Einmal mussten Lastiwka und Jan ihre Drohne zum Beispiel unzählige Male über einer Scheune hinter den feindlichen Linien kreisen lassen, um sicherzugehen, dass das aufgespreizte Etwas dahinter wirklich das Zelt eines russischen Gefechtsstands war und nicht nur ein Sonnenschirm. Dann erst war die Artillerie bereit, eine ihrer 40.000 Dollar teuren GPS-gesteuerten amerikanischen „Excalibur“-Granaten zu riskieren.
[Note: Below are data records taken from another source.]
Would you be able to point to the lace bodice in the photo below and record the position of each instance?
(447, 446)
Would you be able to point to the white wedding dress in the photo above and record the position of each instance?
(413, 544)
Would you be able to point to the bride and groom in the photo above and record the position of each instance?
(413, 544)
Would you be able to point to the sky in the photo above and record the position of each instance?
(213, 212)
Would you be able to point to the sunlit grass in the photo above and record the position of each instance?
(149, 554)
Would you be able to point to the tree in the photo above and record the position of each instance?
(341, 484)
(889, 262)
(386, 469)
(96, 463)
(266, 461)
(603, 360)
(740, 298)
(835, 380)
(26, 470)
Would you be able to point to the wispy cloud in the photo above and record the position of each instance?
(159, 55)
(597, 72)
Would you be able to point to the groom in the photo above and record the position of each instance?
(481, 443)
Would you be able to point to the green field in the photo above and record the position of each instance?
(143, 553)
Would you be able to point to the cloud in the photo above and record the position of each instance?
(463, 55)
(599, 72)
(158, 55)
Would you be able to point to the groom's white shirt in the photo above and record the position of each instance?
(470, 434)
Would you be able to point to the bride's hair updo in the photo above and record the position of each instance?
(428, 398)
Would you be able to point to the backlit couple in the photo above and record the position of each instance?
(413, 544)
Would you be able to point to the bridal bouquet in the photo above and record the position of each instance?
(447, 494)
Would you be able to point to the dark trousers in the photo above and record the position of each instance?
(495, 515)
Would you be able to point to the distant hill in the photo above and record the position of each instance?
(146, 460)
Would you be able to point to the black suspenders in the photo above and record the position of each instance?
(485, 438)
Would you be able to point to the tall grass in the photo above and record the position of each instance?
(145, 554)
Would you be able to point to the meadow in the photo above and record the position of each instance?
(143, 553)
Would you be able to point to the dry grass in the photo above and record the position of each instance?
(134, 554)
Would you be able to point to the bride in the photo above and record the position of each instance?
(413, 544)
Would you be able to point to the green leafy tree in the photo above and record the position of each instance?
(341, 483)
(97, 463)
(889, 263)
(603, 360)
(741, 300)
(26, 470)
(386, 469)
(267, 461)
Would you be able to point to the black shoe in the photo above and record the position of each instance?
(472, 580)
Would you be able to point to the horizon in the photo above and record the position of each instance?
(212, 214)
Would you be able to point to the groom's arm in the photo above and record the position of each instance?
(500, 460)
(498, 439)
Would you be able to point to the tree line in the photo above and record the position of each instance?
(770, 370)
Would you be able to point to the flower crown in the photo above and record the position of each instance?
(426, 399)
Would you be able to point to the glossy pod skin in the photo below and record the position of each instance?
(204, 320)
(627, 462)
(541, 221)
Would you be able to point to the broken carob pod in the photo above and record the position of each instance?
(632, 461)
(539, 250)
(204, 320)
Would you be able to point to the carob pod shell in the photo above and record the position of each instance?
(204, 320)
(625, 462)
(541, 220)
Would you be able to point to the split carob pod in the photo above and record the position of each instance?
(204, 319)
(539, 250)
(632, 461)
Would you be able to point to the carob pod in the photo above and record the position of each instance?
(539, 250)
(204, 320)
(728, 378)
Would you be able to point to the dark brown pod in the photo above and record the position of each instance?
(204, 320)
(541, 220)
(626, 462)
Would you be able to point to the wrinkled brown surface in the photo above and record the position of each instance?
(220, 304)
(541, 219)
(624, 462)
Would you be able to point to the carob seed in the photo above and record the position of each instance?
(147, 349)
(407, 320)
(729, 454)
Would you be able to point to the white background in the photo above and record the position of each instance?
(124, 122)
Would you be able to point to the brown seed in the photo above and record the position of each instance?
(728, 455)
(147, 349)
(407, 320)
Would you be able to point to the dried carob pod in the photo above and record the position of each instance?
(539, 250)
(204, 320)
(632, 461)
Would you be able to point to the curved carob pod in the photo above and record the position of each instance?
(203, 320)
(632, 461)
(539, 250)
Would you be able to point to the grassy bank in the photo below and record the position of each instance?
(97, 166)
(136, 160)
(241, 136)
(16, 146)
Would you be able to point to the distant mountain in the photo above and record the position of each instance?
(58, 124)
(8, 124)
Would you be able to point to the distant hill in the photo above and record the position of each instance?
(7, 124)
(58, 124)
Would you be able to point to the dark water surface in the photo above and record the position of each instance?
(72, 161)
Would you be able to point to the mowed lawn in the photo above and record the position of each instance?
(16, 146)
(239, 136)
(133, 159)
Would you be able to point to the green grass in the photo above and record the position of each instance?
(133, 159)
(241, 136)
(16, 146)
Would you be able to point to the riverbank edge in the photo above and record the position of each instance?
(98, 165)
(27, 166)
Seither trägt Lastiwka diesen Aufnäher mit einer Comic-Granate am rechten Arm. So was kriegt nur, wer schon mal am Einsatz so eines Geschosses beteiligt war. Auf dem linken Arm hat sie einen Aufnäher mit einer Eule. Den kriegen Piloten, die schon einmal eine Killerdrohne geflogen haben – also ein selbst gebasteltes Fluggerät, das die Feinde in ihren Gräben aufspürt und dann eine Handgranate auf sie fallen lässt. Die Bordkamera kontrolliert den Erfolg, und das Netz ist voll von diesen Filmen: Unten, klein wie Ameisen, die nichts ahnenden Feinde. Dann die fallende Granate, ein Knall – und wenn die Wolke sich verzieht, liegen alle am Boden. Manche zappeln noch, manche nicht mehr.

Wie passen Armee und Anarchismus zusammen?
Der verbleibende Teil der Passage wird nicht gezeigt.